Yes, I look at this, George. So first of all, I thank you for your thoughtful comments. I do think, where our business and I’ll remind the folks on the call, we’re at ten losing ten, six years ago, were a business that’s still made a tremendous amount of progress. If I’ve been optimistic in the past, you could say I’ve been – we’re also business that is undergoing a lot of transformation. I think no one wants to get this right better than I do, and I think the employees at Asure want to get it right as well. I think we are making significant strides, where I could talk to four years ago, and I couldn’t tell you cloud bookings were up. I couldn’t tell you we had a backlog, I couldn’t tell you we’re in large deals. So the leading indicators are up, I will make sure that we do a more of a guidance beat model, perhaps my optimism or by people’s optimism get ahead of us sometimes. But nobody takes this more serious than we do, and if you look at the results over the short-term and the long-term, I’m very proud to be working at Asure. And as far as our investors, I’ve talked to every investor, as many times as they call, and we’ve had good loyal investors.
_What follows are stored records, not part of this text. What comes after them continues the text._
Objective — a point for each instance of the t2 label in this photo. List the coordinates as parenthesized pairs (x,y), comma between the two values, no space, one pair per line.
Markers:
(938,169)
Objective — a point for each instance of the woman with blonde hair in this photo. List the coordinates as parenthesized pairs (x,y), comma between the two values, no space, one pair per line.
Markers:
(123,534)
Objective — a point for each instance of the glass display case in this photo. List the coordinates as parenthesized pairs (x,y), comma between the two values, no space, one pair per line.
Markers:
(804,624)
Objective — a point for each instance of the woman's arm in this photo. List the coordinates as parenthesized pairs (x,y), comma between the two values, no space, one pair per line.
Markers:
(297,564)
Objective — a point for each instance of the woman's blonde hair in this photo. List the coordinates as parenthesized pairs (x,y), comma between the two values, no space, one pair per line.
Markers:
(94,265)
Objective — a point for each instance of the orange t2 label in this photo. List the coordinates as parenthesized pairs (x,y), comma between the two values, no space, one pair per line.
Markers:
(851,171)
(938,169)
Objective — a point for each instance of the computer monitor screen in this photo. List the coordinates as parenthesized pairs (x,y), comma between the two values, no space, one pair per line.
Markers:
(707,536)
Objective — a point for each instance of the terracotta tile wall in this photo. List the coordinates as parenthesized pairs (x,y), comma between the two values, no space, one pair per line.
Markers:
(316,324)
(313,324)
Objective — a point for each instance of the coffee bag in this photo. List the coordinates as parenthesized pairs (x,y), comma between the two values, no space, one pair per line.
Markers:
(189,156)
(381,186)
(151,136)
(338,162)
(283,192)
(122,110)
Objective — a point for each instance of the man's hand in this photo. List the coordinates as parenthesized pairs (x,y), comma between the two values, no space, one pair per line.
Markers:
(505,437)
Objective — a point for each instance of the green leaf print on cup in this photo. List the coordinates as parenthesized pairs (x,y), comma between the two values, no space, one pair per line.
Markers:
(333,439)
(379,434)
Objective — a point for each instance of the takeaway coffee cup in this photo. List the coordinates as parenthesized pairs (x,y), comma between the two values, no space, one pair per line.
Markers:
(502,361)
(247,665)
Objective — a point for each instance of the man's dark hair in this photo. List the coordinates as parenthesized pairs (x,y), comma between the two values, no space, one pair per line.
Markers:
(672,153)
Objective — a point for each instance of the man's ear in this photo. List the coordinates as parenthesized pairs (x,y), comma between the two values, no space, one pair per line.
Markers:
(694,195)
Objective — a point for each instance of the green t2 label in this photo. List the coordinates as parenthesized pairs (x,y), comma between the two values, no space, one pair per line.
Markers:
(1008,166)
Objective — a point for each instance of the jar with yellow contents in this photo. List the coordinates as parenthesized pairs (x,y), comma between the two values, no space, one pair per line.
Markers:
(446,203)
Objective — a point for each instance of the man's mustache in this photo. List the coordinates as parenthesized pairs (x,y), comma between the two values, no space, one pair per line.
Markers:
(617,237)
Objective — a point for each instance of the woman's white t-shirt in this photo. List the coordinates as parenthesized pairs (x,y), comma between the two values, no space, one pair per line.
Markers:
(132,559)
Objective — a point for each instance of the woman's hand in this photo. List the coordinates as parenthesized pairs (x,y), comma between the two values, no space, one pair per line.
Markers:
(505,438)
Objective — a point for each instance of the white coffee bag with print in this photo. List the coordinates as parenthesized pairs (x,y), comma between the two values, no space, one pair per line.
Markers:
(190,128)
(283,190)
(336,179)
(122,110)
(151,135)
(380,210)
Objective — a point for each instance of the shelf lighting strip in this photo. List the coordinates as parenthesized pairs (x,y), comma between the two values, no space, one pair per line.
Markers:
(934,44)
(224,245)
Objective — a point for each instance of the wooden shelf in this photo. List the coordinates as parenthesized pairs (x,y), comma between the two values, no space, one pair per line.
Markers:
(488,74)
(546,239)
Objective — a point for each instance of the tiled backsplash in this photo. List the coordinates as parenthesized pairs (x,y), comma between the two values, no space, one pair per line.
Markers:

And you are right, it’s disappointing to hear this news, but in the future, I think that’s good food for thought as we guide and want to make sure we guide right, but also want to make sure, we move the needle. And so we will be focused on that, going forward, and I look forward to talk to you in 2016.
Okay, Pat I’m one of those loyal investors I have been in this thought for a long-time. So it just what I recommended that, as you give the 2016 guidance, try to provide any more granular way, so we can understand how you build that guidance. So it helps us build confidence in the numbers that you’re providing?
Yes, and George I appreciate that and I think you appreciate your coaching as always and I think you will see that in 2016.
Thank you, any other questions?
I’m showing no further questions. I would like to turn the call back over to Mr. Pat Goepel for closing remarks.
Listen, I appreciate everybody’s time today. Again, we were disappointed in the news that we hadn’t delivered today that same. By the same token we are excited about some of the leading indicators to the business. And we do feel like we are making some traction going forward. We appreciate your interest in Azure and look forward to talking to you on the next call. Take care.
Ladies and gentlemen, thank you for your participation in today’s conference. This does conclude the program, you may all disconnect. Everyone have a great day.